The widespread unemployment caused by the economic disruption of the pandemic and related lockdowns has caused thousands of New Jersey residential tenants, by some estimates more than 400,000, to fall behind in their rent. At the outset of the pandemic last year, Gov. Murphy’s Executive Order 106 decreed a moratorium on evictions for nonpayment of rent. It has been extended from time to time but, without further extension, will currently expire on July 15, 2021. At that point, a tidal wave of eviction cases for nonpayment is expected to engulf New Jersey’s courts. There are already more than 58,000 pending, and the Department of Community Affairs estimates that more than 191,000 more may be filed. Tenant advocates are predicting an “eviction tsunami.”

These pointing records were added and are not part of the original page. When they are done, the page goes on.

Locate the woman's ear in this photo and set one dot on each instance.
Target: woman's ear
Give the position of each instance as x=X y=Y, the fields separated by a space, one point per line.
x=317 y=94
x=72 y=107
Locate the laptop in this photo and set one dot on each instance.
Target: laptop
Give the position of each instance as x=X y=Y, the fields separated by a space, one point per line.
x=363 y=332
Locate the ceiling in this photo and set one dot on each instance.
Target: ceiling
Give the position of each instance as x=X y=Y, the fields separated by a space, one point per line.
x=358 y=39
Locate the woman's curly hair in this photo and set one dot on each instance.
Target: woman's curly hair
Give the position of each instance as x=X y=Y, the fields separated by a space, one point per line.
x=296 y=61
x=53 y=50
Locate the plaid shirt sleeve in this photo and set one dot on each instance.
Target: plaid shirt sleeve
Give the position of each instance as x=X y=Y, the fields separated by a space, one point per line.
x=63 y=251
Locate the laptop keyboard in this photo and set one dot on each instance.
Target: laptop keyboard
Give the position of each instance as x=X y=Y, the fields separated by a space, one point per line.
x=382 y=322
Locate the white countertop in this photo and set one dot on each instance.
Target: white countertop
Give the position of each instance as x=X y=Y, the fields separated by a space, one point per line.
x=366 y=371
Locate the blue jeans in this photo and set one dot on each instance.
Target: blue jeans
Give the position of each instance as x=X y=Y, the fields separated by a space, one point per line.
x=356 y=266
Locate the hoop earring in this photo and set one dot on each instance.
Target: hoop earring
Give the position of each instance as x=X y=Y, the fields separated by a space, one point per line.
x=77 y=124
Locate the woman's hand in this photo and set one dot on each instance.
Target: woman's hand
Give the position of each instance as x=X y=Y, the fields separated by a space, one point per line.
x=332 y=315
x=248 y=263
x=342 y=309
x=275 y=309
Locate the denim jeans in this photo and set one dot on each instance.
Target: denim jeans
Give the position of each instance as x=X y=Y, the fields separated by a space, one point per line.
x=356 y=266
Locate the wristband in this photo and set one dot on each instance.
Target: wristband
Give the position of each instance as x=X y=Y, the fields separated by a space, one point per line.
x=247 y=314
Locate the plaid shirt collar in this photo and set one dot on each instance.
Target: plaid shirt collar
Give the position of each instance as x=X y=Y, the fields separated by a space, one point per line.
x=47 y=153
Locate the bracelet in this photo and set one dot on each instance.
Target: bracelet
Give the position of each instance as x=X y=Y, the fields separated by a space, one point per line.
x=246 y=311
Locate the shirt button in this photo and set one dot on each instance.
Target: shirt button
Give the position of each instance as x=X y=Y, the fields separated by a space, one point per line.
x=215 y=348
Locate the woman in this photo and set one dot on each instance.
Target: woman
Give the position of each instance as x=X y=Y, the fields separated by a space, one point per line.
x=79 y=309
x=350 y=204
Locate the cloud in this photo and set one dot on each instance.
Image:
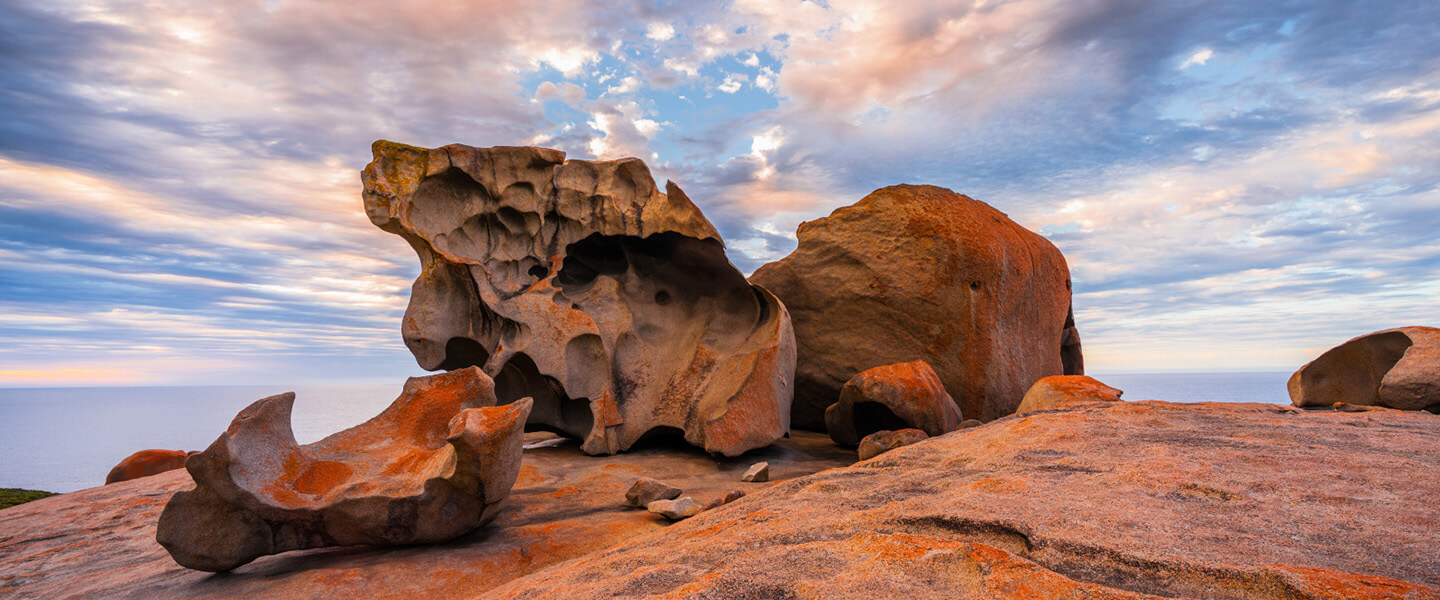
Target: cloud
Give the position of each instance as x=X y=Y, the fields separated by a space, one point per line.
x=660 y=32
x=183 y=177
x=1198 y=58
x=568 y=92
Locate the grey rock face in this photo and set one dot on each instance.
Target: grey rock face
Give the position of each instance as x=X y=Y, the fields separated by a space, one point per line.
x=676 y=510
x=1397 y=369
x=882 y=442
x=582 y=285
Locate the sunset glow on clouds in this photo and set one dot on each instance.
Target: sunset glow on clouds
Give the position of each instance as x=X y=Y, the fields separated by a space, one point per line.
x=1234 y=184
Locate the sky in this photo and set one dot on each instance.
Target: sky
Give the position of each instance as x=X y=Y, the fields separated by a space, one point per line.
x=1236 y=186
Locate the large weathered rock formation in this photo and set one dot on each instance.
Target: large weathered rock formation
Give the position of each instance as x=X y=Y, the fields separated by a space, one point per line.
x=582 y=285
x=892 y=397
x=100 y=543
x=919 y=272
x=144 y=464
x=432 y=466
x=1397 y=369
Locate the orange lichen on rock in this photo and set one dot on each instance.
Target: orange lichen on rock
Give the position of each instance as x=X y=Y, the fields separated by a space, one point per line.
x=1047 y=505
x=892 y=397
x=432 y=466
x=919 y=272
x=1051 y=392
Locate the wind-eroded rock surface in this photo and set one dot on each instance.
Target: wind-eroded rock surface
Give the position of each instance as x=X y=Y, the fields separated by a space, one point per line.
x=1083 y=501
x=1396 y=369
x=432 y=466
x=100 y=543
x=585 y=287
x=919 y=272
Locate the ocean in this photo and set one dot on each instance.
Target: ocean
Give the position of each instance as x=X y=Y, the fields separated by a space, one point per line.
x=68 y=439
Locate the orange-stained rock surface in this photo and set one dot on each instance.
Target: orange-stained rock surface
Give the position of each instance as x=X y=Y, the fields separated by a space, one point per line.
x=1396 y=369
x=1083 y=501
x=144 y=464
x=919 y=272
x=1056 y=390
x=100 y=543
x=585 y=287
x=892 y=397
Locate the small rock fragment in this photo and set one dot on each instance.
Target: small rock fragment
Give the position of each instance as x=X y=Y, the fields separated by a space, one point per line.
x=647 y=491
x=882 y=442
x=730 y=497
x=1348 y=407
x=1051 y=392
x=674 y=510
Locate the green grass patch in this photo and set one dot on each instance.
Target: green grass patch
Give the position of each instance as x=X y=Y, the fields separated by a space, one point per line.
x=10 y=497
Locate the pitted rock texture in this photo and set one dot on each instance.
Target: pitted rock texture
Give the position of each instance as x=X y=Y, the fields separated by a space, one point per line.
x=1085 y=501
x=1397 y=369
x=100 y=543
x=582 y=285
x=429 y=468
x=146 y=464
x=1054 y=390
x=892 y=397
x=919 y=272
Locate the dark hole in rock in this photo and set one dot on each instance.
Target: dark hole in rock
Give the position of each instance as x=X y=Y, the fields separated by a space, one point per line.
x=553 y=410
x=873 y=416
x=661 y=439
x=1072 y=360
x=461 y=353
x=591 y=258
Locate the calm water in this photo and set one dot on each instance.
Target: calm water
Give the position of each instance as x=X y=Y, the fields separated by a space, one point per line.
x=66 y=439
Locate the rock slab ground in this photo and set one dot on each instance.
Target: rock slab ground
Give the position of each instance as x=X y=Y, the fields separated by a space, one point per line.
x=1086 y=501
x=1083 y=501
x=100 y=543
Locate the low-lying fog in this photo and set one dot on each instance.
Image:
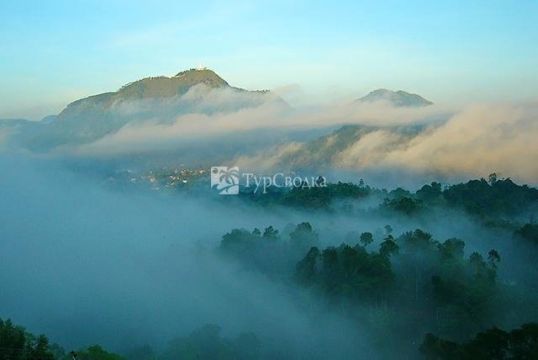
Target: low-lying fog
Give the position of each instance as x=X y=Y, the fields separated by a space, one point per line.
x=84 y=263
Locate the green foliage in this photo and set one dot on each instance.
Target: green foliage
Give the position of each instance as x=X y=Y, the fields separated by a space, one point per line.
x=528 y=232
x=346 y=272
x=406 y=205
x=269 y=252
x=96 y=352
x=17 y=344
x=492 y=344
x=498 y=197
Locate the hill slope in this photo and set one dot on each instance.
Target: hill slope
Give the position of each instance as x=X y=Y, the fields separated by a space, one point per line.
x=398 y=98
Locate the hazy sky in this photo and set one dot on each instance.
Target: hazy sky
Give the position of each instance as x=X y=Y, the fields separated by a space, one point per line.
x=54 y=52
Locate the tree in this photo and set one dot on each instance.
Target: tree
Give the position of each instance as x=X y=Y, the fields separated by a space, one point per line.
x=366 y=238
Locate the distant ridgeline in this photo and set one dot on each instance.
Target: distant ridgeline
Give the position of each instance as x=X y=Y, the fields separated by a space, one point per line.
x=154 y=98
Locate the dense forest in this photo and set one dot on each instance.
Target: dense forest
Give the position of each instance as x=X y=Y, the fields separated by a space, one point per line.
x=414 y=293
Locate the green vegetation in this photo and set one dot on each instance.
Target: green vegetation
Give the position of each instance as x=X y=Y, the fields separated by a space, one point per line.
x=492 y=344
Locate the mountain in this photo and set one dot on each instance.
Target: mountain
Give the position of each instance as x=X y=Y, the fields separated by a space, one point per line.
x=350 y=146
x=398 y=98
x=158 y=99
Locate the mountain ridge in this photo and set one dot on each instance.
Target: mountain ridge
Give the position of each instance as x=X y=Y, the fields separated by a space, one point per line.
x=397 y=98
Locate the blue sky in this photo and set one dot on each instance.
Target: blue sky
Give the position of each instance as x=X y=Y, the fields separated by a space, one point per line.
x=54 y=52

These evictions will cause tremendous individual hardship. We also think that, on a macro scale, they are an exercise in futility. While some evicted tenants may fall into homelessness, we expect that many others will simply move to other apartments. The economic logic of eviction for nonpayment is that, by recovering possession, the landlord can replace a nonpaying tenant with a paying one. In normal times, that may well be true. In the aftermath of the pandemic, though, it appears to us that landlords will be removing tenants who haven’t been able to pay them, only to replace them with new tenants who were evicted because they couldn’t pay some other landlord. Such churning of the poor, working and lower middle class tenant population will create much confusion and suffering, as well as a burden on the courts, without collecting the unpaid rent the landlords are concededly owed. We believe there is a solution, but it requires the Legislature to act.